The book of this week’s post is a personal favorite, or soon to be, of mine- The Idea Factory: Bell Labs and the Great Age of American Innovation by Jon Gertner. In a clear and engaging manner, Gertner aims to give a biography of the Bell Labs, a subsidiary research and development laboratory of AT&T. The history of the lab alone is intriguing. It was founded by none other than Alexander Graham Bell in 1880 and seven Nobel Prizes have been awarded to work stemming from the lab. And talk about innovation! The technologies and hardware that were produced by the reserachers in this lab have forever altered the way we live- and I’m quite sure none of us really know just how much!

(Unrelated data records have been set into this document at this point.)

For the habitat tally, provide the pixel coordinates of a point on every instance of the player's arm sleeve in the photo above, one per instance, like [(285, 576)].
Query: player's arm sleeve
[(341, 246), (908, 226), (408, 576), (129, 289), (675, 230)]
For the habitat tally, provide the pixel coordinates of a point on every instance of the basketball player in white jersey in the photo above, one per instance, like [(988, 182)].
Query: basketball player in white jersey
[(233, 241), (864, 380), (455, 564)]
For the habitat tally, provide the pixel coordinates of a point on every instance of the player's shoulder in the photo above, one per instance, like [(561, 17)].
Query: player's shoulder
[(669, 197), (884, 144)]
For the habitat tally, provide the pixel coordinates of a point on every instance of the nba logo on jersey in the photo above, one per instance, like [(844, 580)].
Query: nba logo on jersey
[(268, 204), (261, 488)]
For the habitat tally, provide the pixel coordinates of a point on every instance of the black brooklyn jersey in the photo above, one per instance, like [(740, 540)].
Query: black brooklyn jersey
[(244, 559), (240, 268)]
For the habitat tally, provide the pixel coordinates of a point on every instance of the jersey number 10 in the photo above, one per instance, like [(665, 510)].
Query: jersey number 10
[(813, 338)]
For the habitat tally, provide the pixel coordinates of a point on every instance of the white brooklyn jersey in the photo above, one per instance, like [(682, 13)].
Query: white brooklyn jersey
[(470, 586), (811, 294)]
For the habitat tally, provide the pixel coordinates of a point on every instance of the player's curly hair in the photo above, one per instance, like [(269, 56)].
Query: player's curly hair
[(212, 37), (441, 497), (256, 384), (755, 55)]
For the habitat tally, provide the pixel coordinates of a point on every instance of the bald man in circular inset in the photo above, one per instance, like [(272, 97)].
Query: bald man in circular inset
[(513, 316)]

Created here and the results enjoyed by us: WLAN (wireless Internet), TDMA and CDMA (wireless phone signal systems), C programming language, then the C++ programming language, the first semiconductors, cross-ocean telephone cables, and so many other techy things that I simply don’t understand. I am always fascinated by these kinds of laboratories or businesses that allow for and encourage creativity and spontaneity in the work of their employees. Previously, I’ve gobbled up every bit of information about Xerox PARC that I could, amazed to learn that so much of the modern computer structure stemmed from engineers sitting on beanbag chairs and eating pizza. (That’s the image they present, at least.)
Curt Schleier, from the Seattle Times, writes about the director of the lab, Mervin Kelly: ”Kelly did a number of interesting things. Obviously, he hired similarly minded young scientists — many, like William Shockley, future Nobel Prize winners. But then he created interdisciplinary teams, something unheard of at the time, so that physicists worked with chemists who worked with engineers.” Such a basic concept that is still underdeveloped today. We have evidence at Bell Labs, Xerox PARC, and Apple/Pixar that integrated teams with different backgrounds and skills can really jump start creativity and innovation. My personal hope is that this kind of thinking makes the move into classroom soon- just think of the ideas that could stem from an entire university blurring the lines between departments and colleges!